The SL anchored the Leica R mount, the bayonet that carried the whole R single-lens-reflex line for the next thirty-odd years, and the glass is the reason people chase these bodies now. A Summicron-R or Elmarit-R holds its own against anything from that era, and an SL is one of the cheaper ways onto that mount, well below what an R6 or a later body costs. People cross-shop it against a Nikon F or an early F2 and usually decide based on the lenses they already own. The honest weakness is that meter, which is both the SL's headline feature and its most common point of failure, and a proper repair means finding someone who still services Leica electronics from the early seventies, which is neither easy nor cheap. Buy it for the build and the optics, meter the light yourself, and it will likely outlast you.

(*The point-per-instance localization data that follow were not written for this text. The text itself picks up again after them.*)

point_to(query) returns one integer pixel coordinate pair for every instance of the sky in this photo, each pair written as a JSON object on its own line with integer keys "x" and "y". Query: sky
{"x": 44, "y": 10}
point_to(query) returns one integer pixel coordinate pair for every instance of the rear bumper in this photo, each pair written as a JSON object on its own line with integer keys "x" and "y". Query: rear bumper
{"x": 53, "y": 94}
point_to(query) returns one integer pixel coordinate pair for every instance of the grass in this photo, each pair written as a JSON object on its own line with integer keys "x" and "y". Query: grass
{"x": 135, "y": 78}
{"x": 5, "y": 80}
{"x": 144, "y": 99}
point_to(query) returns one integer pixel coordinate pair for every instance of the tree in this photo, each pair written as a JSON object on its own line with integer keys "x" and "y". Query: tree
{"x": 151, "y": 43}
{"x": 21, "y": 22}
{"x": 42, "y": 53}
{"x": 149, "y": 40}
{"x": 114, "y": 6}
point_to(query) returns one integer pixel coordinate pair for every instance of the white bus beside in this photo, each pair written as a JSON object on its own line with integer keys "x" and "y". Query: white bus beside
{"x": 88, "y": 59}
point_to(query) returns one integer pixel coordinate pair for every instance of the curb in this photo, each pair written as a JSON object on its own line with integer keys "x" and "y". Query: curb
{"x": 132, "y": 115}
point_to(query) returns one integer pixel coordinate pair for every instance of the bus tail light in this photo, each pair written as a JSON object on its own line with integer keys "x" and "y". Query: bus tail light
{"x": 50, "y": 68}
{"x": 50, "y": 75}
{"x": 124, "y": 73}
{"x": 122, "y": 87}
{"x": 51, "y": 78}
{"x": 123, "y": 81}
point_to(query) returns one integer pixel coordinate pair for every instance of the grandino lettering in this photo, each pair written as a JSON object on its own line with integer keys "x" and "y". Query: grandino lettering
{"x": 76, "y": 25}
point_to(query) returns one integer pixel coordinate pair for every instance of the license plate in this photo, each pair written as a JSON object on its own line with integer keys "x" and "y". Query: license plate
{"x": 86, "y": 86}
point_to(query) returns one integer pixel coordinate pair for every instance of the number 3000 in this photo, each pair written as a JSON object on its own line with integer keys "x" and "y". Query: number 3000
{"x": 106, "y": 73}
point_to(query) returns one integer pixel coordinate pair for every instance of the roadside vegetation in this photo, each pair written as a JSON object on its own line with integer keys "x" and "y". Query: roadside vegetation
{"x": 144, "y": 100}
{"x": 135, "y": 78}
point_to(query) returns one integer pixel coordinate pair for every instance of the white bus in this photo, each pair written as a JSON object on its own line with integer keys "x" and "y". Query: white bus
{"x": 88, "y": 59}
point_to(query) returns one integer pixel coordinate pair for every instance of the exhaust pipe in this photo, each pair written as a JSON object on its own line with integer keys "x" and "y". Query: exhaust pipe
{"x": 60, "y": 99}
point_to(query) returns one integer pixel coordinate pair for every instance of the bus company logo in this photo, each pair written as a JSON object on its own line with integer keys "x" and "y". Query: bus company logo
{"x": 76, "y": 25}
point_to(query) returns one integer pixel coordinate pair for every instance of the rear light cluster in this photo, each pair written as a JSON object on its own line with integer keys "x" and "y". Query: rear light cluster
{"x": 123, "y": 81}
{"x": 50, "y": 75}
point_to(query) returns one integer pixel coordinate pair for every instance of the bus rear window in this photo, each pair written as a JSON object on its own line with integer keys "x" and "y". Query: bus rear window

How the app handles this body

  • Metering: Take an incident or spot reading in the app and place your shadows on a chosen zone, then dial that exposure in. On a body with no meter, or one whose cell has drifted with age, the app is the meter you trust.
  • Flash sync: Focal-plane shutter, so flash sync tops out around 1/100. Above that the app's exposure pairs still hold for available-light work.